One of Tom O'Gorman's lungs was found to be missing
One of Tom O'Gorman's lungs was found to be missing

A man who was knifed to death in a frenzied attack over a late night game of chess had one of his lungs removed during the attack, it has been revealed.

Researcher Tom O’Gorman was found badly mutilated in his north Dublin home in the early hours of Sunday morning.

A post-mortem examination of the 39-year-old’s body found one of his lungs had been removed and remains missing, leading to suspicions it was eaten, the Irish Mirror reports.

It adds he is believed to have been bludgeoned with a dumbbell before being stabbed.

The Belfast Telegraph writes that Bellante told gardai he ate his victim’s heart, though a source said: “The victim’s heart was intact but the post-mortem confirms that a lung was removed from the body and has not been located.”
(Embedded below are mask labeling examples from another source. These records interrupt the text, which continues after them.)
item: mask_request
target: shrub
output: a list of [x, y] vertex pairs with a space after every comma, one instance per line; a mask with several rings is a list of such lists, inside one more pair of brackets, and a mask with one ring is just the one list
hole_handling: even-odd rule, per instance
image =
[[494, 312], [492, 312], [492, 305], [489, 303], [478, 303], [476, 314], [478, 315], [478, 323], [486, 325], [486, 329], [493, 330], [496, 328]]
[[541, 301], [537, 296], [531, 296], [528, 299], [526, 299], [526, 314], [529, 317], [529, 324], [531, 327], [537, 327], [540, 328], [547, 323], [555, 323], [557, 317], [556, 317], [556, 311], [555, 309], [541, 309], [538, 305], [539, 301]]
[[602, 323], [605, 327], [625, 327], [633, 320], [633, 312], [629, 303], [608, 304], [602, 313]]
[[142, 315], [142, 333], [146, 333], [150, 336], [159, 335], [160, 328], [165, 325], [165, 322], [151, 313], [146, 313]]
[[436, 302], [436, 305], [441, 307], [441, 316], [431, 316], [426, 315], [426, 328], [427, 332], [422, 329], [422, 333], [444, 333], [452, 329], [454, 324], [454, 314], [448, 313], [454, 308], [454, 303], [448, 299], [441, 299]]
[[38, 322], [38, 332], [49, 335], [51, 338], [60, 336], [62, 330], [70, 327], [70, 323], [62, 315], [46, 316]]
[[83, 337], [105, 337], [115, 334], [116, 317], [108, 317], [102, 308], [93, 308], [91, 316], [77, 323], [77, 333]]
Saverio Bellante has been charged with O'Gorman's murder

Bellante appeared before Blanchardstown District Court on Monday morning where he was formally charged with the murder of O’Gorman, who was a former journalist with The Voice Today, a Roman Catholic newspaper.

Bellante told the court “I am guilty” as he was charged, the Irish Independent writes. He was remanded in custody for a week.

O’Gorman is believed to have died after a violent row erupted over a chess move and spiralled out of control.

Investigating gardai are not looking for anyone else in connection with the death.

A Garda source said: "It was a very unpleasant scene for our people to walk into. This was a bizarre killing and the dead man sustained substantial injuries to his body."

A graduate of University College Dublin, O’Gorman was more recently a researcher with the Dublin-based Catholic lobby group the Iona Institute.

A Garda van carrying Bellante arrives at Blanchardstown District Court, Dublin, on Monday

He was living at the family home after his mother died in 2012. His father had also passed away.

He is believed to have taken in a lodger in recent months to help supplement his income.

It is not thought there were any drink or drugs involved in the incident.

In a statement, David Quinn, director of The Iona Institute, said O'Gorman's friends and colleagues were devastated at his death.

"On behalf of everyone at The Iona Institute, I would like to express our total shock and deep sorrow at the terrible and untimely death of Tom O'Gorman," he said.

"Tom was a friend as well as a work colleague to us all."

Quinn confirmed O'Gorman had been working as a researcher at the Iona Institute for the past seven years.

"Most of us knew him from before then, in some cases all the way back to his days at UCD," he said.

"He was a fond and dear friend and we will all miss him. We extend our deepest commiserations to his family and above all to his sister and brother, Catherine and Paul."